Jake, was LOVING the fact that I was making him something in the microwave so he asked that I pick him up to see. Since I was simultaneously making myself a summer pasta (side note:
super good recipe from Pinterest) I didn't have the free hands to hold him for the 3 minutes so I pulled a chair up to the microwave and let him stand on it to watch his pasta go in circles. (Oh the joy toddlers find in things lol)
When it beeped, I brought the powdered cheese packet over to pour in but Jake insisted on doing it himself. I knew exactly where this was going. In that moment, I had a choice- do it myself and make sure I avoid a mess, OR let him try. I opened a super small sliver in the corner for him to pour the cheese out of and told him that the best part of this exercise was getting all of the cheese in the pasta cup. Of course, he shook it vigorously and the cheese went everywhere, to which he pointed at the floor and said "Uh Oh!" Sighing, I replied under my breath, "Yes, Jake, that is exactly the uh oh I was trying to avoid." And then, in true toddler fashion, he did something that totally threw me off. He looked at me and said, "Thank you, Mama!" Then he crawled off the chair and headed to play with his mower until his mac and cheese cooled down.
This parenting thing has totally rocked my world. I have this child who thanks me for giving him the opportunity to put powdered cheese in his mac and cheese, and I'm left about ready to cry in the kitchen because he is so thankful for such a small thing that I just viewed as such an inconvenience.
And then that made me think of the other day when we were at a friends birthday party and he is chasing around a bunch of kids. Of course, Jake gravitates toward the older kids and starts running around with them. They start to run behind a shed and from a distance I see Jake start to follow them. The kids emerge from the other side but I don't see Jake. I start to walk over there to figure out where he went and I see him slowly walking around the other way. I'm sure what happened is these kids ran too fast for him and he just turned around because he realized he couldn't catch up.

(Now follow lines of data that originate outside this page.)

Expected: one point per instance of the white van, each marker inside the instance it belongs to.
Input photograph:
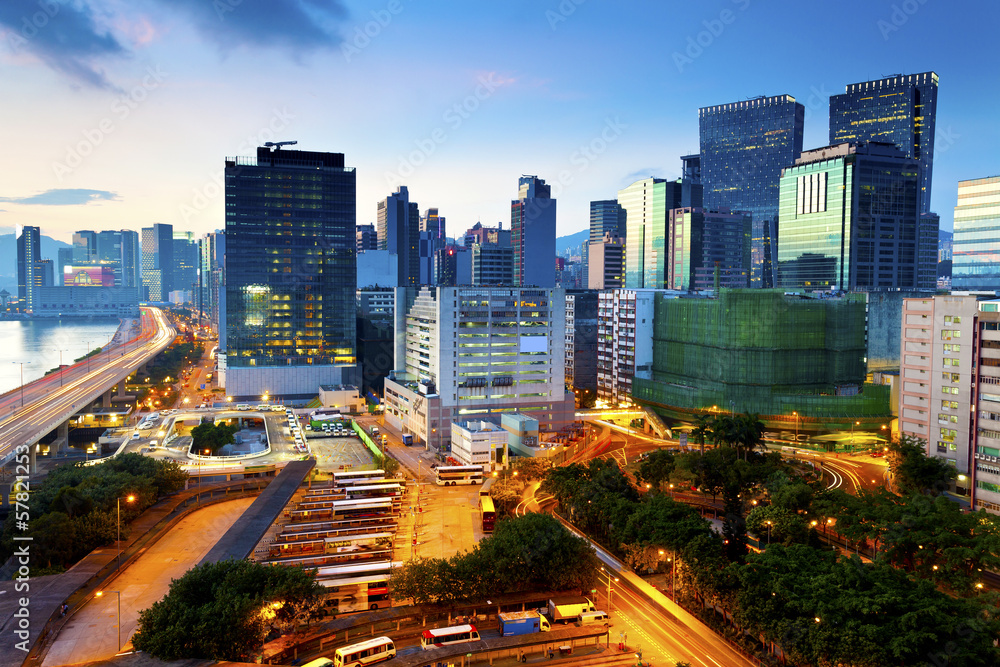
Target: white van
(591, 617)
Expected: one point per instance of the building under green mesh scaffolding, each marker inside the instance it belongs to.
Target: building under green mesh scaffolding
(764, 352)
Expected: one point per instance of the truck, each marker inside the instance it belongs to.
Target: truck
(567, 609)
(522, 623)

That night, laying in bed, I was thinking about the day and Jake playing with those kids, and I literally started tearing up. This was the first time where I witnessed Jake feeling "left out" and it completely broke my heart. (way more than it bothered Jake lol) I don't think that Jake thought about it for more than 2 seconds, but my mommy protective heart felt overwhelmed by what was to come. I started thinking about middle school and the awkward moments and the heartbreaks and the cliques and I didn't ever want him to experience that kind of hurt.

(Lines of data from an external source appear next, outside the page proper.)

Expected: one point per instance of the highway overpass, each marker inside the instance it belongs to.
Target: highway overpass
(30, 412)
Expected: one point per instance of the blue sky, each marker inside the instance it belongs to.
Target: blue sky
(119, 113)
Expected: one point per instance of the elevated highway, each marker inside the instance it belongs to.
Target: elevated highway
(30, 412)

And it reminded me of this picture I saw on Pinterest the other day:
I honestly don't know if a picture like this should go in a nursery or in my bedroom. This little guy has stolen my heart and sometimes the love I feel for him is so overwhelming it scares me. It scares me because I feel myself wanting to shield him from everything awful in this world and anything that can hurt him, and then I become even more scared because I realize that is impossible. And that's when I realize that this is true parenting. Yes, I loved Jake when he was 2 months and 6 months and 18 months, but this feeling I have for him, it's just beginning the long journey in parenthood. This balance of letting go and holding on and training and raising up and preparing to go out on his own is hard stuff and let's be honest, I haven't even really gotten my feet wet. Parenting is such a huge blessing and privilege and so so hard all at the same time. And I find myself thanking God one moment for the amazing gift and questioning Him the next wondering how he could ever entrust our little man to me.
And then I remember the gospel. That God so loved the world that He gave His one and only Son that we could spend eternity in heaven. That He who is in us is greater than he who is in the world. And I remember that while we were still sinners Christ died for us. And I can breath easy because I know that we have a God who loves Jake even more than I do or ever could. And this Savior loves me just as much and doesn't leave me to do this parenting thing on my own. And I am so thankful because I don't know how I could do this alone, because really, you can't.
And all this came from a little boy thanking his mom for letting him help prepare his mac and cheese.